Traducción de Iris Menéndez

Yo soy el lugar en el que algo ha ocurrido

Claude Lévi-Strauss

Uno

Entre los que esperaban delante de la fortaleza había una colegiala con uniforme marrón y amarillo; llevaba un edredón verde de cuya presilla colgaba una bolsa de agua caliente de color rojo. Por allí solían pasar algunos autobuses y los pasajeros que se asomaban habrán notado la presencia de una colegiala. Fíjate, una colegiala: debe de tener a alguien dentro. De cualquier manera, ¿quién es esa gente? Incluso desde lo alto de un autobús, que avanzaba a bandazos cuando el semáforo se ponía verde, el grupo que esperaba no debía de parecerse a los visitantes habituales de la cárcel, pasivos y humildes alrededor de la cuesta del terreno de césped municipal.

La colegiala no estaba en primera fila frente a las puertas de la prisión ni tampoco muy atrás. Había varios jóvenes con suéters de cuello vuelto y veldskoen [en afrikaans: calzado de fieltro resistente que llega al tobillo y suele usarse para andar por el campo. (N. de la T.)] hombres con trajes de calle, llevados distraídamente a la manera de una piel exterior, un anciano con su cabeza de seda blanca echada hacia atrás, mujeres encojidas en sus pantalones y trencas, una con falda larga y chal de ganchillo, dos con elegantes trajes de tweed, joyas de oro y gafas de sol que no usaban como disfraz sino como afirmación de su indiferencia a la atención que despertaban.

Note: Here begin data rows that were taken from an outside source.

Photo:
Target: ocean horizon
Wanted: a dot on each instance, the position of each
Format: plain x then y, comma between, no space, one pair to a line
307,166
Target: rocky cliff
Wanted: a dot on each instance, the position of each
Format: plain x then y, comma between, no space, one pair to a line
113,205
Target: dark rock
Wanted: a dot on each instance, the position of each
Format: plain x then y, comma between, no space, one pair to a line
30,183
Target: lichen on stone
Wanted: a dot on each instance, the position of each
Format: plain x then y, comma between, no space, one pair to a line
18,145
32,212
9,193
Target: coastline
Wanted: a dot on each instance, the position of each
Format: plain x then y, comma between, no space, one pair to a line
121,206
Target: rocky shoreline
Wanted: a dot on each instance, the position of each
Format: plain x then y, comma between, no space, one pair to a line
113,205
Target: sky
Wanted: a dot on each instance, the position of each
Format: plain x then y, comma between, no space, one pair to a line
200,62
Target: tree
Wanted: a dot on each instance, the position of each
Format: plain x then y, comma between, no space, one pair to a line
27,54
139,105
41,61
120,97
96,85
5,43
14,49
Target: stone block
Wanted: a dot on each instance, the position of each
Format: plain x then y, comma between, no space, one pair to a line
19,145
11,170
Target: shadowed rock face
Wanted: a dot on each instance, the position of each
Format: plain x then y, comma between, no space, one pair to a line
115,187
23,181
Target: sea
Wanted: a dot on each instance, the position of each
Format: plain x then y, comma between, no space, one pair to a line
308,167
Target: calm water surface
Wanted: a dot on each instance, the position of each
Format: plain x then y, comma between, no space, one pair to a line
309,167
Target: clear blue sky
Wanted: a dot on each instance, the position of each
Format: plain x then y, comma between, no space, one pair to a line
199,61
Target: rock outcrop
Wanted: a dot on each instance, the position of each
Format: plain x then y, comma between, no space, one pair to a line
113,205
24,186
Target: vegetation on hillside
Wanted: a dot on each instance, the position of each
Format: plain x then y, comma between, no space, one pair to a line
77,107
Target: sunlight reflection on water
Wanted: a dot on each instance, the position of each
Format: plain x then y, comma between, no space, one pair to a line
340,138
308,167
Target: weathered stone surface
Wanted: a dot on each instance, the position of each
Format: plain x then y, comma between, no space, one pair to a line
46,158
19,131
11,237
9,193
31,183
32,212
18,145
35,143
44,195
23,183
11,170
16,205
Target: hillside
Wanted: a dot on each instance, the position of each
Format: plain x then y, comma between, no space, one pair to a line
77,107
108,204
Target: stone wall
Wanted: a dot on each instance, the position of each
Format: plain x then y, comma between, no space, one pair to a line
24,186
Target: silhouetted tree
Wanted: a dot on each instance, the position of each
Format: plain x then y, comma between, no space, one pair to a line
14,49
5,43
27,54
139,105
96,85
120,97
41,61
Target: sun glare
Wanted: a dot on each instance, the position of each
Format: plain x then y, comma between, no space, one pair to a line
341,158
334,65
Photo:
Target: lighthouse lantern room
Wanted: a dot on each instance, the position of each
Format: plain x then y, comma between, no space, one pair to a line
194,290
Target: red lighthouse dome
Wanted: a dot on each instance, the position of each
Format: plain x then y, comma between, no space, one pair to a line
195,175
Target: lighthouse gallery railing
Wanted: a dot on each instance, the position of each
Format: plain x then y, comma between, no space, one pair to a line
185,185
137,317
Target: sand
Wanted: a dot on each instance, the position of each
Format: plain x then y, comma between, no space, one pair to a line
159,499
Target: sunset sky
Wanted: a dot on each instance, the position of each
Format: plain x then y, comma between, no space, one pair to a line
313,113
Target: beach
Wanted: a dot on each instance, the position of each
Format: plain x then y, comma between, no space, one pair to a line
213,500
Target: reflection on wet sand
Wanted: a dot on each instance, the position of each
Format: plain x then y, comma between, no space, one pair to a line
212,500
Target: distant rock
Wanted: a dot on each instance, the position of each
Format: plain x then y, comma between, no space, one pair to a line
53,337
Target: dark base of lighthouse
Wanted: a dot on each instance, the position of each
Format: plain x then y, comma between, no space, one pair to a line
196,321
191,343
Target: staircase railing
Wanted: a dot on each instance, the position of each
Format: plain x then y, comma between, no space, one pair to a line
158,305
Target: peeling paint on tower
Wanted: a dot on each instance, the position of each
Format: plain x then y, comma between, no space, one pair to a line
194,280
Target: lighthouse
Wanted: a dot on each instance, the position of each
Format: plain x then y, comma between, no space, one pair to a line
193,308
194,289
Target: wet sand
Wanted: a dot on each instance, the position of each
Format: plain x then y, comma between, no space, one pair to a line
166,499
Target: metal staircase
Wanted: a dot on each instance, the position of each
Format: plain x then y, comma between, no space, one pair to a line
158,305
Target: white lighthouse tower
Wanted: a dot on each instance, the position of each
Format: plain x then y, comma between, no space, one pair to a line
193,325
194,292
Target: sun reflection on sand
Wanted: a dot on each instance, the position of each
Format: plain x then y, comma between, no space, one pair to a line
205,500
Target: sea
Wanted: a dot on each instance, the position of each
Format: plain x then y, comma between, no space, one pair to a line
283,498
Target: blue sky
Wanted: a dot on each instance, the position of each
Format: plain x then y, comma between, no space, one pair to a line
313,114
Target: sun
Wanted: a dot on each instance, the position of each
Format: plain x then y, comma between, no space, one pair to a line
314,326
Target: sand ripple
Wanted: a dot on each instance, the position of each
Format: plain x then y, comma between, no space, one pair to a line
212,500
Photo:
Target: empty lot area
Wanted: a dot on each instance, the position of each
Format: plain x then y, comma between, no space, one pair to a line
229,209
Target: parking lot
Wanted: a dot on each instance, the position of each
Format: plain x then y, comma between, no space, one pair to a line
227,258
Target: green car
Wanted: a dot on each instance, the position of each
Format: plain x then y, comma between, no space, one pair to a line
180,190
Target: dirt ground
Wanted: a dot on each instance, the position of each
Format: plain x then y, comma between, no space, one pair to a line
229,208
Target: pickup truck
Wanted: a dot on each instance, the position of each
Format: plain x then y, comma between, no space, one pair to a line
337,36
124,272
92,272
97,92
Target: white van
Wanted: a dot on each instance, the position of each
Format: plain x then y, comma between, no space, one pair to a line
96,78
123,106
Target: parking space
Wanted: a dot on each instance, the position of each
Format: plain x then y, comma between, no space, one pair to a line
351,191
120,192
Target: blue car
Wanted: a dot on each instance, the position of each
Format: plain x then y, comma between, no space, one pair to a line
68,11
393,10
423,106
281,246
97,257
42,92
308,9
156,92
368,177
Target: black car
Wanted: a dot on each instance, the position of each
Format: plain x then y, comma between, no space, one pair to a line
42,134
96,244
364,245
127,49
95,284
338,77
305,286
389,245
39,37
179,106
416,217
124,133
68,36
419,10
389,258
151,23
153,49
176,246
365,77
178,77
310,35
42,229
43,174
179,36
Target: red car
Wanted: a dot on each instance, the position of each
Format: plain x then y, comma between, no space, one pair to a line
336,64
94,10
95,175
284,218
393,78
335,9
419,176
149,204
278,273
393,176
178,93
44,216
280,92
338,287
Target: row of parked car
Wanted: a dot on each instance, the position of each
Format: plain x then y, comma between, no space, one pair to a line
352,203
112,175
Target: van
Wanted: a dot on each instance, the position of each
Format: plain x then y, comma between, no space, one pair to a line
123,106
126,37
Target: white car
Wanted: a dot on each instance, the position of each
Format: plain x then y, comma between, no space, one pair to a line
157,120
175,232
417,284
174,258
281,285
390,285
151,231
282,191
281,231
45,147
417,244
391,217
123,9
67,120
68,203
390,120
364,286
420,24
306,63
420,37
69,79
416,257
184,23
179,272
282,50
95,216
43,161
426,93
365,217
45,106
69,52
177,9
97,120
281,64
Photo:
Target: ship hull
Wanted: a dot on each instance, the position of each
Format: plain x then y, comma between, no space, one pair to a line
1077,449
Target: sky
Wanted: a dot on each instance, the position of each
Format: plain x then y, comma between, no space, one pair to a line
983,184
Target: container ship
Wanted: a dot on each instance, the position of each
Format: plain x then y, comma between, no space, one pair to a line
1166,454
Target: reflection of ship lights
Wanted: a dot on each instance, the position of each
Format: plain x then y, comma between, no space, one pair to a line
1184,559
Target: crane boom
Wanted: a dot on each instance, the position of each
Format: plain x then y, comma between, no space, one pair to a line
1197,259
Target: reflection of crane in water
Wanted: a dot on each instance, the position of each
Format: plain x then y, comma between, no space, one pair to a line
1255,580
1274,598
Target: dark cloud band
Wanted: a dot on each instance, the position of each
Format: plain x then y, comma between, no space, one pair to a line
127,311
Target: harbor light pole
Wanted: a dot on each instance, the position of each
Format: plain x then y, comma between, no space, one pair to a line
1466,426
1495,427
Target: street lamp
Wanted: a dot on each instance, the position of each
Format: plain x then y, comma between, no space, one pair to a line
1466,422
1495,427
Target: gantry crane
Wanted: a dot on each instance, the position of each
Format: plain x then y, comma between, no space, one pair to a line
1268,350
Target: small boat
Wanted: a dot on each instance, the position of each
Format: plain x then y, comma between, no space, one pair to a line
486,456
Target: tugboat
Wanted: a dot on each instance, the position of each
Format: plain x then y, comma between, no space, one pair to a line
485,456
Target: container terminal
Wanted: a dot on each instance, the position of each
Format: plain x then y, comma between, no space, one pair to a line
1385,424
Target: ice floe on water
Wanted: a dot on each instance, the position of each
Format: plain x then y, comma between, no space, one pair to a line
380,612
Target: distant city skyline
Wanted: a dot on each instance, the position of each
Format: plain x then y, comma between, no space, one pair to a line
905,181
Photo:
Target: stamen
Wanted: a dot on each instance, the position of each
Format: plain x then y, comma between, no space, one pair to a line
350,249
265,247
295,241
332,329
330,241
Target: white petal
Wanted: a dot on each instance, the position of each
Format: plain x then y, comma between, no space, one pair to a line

Todos permanecían ordenadamente delante de las puertas, más invasores que suplicantes. Todos llevaban paquetes y bolsas. Las voces de las mujeres eran claras y enérgicas ante el edificio público, el hombre de cabellera canosa apoyó los brazos en los hombros de dos jóvenes para sostener una conversación privada, una mujer alta y rubia se movía en el interior del grupo con persistente decisión. Fue ella quien tomó prestado el bastón con empuñadura de asta del anciano para golpear la puerta cuando pasaron las tres y seguían allí esperando.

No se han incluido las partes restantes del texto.